Despite a load of pictures showing rubbish strewn fields, festival organisers and the recycling team think that things are remarkably positive after this year's edition.
Worthy Farm, near Pilton in Somerset, just hosted the world's largest greenfield festival and became home to around 200,000 people for much of last week.
Naturally, there's going to be quite a bit of stuff left behind, but so far - and it's early days - things look pretty good.
In fact, it could even turn out to be the cleanest Glasto yet with an estimated 1m fewer plastic bottles used after they were taken off sale by organisers.
The clean up army, which includes more than 1,000 people, will now spend as long as it takes returning the dairy farm to day-to-day reality.
In a statement, Glastonbury Festival told LADbible: "Our recycling team have confirmed that we've seen a massive reduction in the amount of plastic on the site this year - the least they've ever seen, by a distance.
"It's much too early for us to have exact stats on how much plastic has been/will be collected (note: there was never a ban on the public bringing their own plastic bottles on site this year) but we're incredibly pleased that we didn't sell any single-use plastic drinks bottles at Glastonbury 2019 after selling more than one million in 2017.
"All plastic and cans will be recycled by our on-site recycling centre (the biggest temporary recycling unit in Europe). We recycled 44,000kg of plastic bottles in 2017 - they were used to make materials like fleece and carpets - and that will be substantially less this year."
Highlights of the 2019 festival included sets from Stormzy, Kylie Minogue, Lewis Capaldi and The Killers. Yesterday, naturalist, TV presenter and national treasure David Attenborough addressed the crowd and spoke about the need to reduce the environmental impact of the festival.
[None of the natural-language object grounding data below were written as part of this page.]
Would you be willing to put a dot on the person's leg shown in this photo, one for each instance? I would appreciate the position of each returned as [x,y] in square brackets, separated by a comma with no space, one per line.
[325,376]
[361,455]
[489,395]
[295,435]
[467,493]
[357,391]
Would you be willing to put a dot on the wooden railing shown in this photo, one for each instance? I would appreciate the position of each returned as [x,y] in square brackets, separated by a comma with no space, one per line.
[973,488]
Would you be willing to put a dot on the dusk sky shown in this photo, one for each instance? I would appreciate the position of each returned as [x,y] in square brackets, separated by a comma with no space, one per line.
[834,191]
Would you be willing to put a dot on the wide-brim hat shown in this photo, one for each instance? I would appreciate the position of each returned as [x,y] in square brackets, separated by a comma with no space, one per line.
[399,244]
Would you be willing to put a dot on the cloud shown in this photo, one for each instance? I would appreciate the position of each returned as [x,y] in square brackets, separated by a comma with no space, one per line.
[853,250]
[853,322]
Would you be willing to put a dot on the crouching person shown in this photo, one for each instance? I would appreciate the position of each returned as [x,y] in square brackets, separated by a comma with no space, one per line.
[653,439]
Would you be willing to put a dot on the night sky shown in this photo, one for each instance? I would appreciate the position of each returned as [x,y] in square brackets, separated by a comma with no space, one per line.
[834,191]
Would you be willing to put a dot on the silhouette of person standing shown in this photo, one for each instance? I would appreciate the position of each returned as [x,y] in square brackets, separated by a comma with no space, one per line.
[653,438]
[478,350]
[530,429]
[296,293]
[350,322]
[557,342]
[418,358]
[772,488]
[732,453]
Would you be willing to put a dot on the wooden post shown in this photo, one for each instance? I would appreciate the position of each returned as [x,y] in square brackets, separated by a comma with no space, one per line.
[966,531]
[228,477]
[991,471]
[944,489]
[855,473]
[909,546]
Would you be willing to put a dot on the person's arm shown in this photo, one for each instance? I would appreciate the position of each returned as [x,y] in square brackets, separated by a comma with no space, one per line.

He told fans gathered at the Pyramid Stage: "Now this great festival has gone plastic-free.
"That means more than a million bottles of water have not been drunk by you in plastic. Thank you! Thank you!
"The ocean covers two-thirds of this planet of ours ... the land only covers one third of the globe. There are seven great continents on which we human beings live.
"Each of them has its own marvellous creatures - birds and mammals, animals of all kinds. Each of them has its own glory, each of them has its own problems."
Despite some mess being left behind, it looks as if the festival's 'Love The Farm, Leave No Trace' campaign has drastically reduced the amount of waste left behind.
Fantastic to see people are taking everything home with them. Leave no trace. Thank you Glastonbury! See you next year. RG pic.twitter.com/HPVZU1UKOI
- Glastonbury Live (@GlastoLive) July 1, 2019
The festival itself tweeted out yesterday: "If you're starting to think about packing up, then PLEASE take everything home with you. Let's leave this beautiful countryside in the state that it deserves."
In an interview with the Glastonbury Free Press yesterday, co-organiser Emily Eavis said: "We've made so many positive strides with our green campaigns this year.
"It's incredible to think that there will be one million fewer plastic bottles for the planet to deal with because we've stopped selling them."
"The most eye-opening part of the weekend for me was not seeing any plastic bottles in the bins or on the ground.
"I think people are really starting to understand how important it is to treat the land with respect, and to stop living a disposable lifestyle."